The compensation expense related to RSUs for the three months ended March 31, 2020 and the three months ended March 31, 2019 was approximately $0.4 million and $0.4 million, respectively. As of March 31, 2020, there was $2.6 million of unrecognized compensation expense remaining.

 

 

NOTES TO CONSOLIDATED FINANCIAL STATEMENTS
March 31, 2020
(Unaudited)

 

 

 

Note 10 - Fair Value Measurements

 

The Company is required to disclose the fair value of financial instruments which it is practicable to estimate. The fair value of cash and cash equivalents, accounts receivable and accounts payable and accrued expenses approximate their carrying amounts due to the relatively short maturity of these items. The following table shows the carrying amounts and the fair values of material liabilities, excluding deferred financing fees, that qualify as financial instruments (in thousands):

 

   

March 31, 2020

 
    Carrying Amount     Fair Value  

Mortgage notes payable

  $ 1,328,520     $ 1,321,148  

Total

  $ 1,328,520     $ 1,321,148  

 

The fair value of the mortgage notes payable was determined using the discounted cash flow method and applying current market rates and is classified as level 3 under the fair value hierarchy.
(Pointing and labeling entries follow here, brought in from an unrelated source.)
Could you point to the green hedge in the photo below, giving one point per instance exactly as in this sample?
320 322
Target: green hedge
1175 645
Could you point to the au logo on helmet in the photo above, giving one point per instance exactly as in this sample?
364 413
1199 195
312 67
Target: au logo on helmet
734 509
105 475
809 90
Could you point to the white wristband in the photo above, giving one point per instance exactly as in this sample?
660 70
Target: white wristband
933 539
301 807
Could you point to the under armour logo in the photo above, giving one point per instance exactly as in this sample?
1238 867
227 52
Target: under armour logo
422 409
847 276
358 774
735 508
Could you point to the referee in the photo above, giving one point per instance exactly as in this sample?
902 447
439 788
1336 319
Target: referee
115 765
Market rates take into consideration general market conditions and maturity.

 

During the three months ended March 31, 2020 and March 31, 2019, respectively, the Company recorded impairment losses on its hotel properties (See Note 14 - Impairments). The fair value of these hotel properties other than those subject to definitive sales agreements was based on the observable market data which are considered level 2 inputs under the fair value hierarchy, and unobservable inputs that reflect the Company's internal assumptions, which are considered level 3 inputs under the fair value hierarchy. For the Company's hotels subject to a definitive sales agreement, fair value was equal to the purchase price in the applicable agreement. 

 

During the year ended December 31, 2019, the Company recorded a derivative asset associated with a variable interest-only bond that the Company acquired in connection with the lenders' securitization of the 92-Pack Mortgage Loan (See Note 5 - Mortgage Notes Payable). As of March 31, 2020, the fair value of the derivative asset was $1.3 million which was based on observable market data which are considered level 2 inputs under the fair value hierarchy.

 

 

Note 11 - Commitments and Contingencies

 

Litigation

 

In the ordinary course of business, the Company may become subject to litigation, claims and regulatory matters. There are no material legal or regulatory proceedings pending or known to be contemplated against the Company at the date of this filing, other than as set forth below.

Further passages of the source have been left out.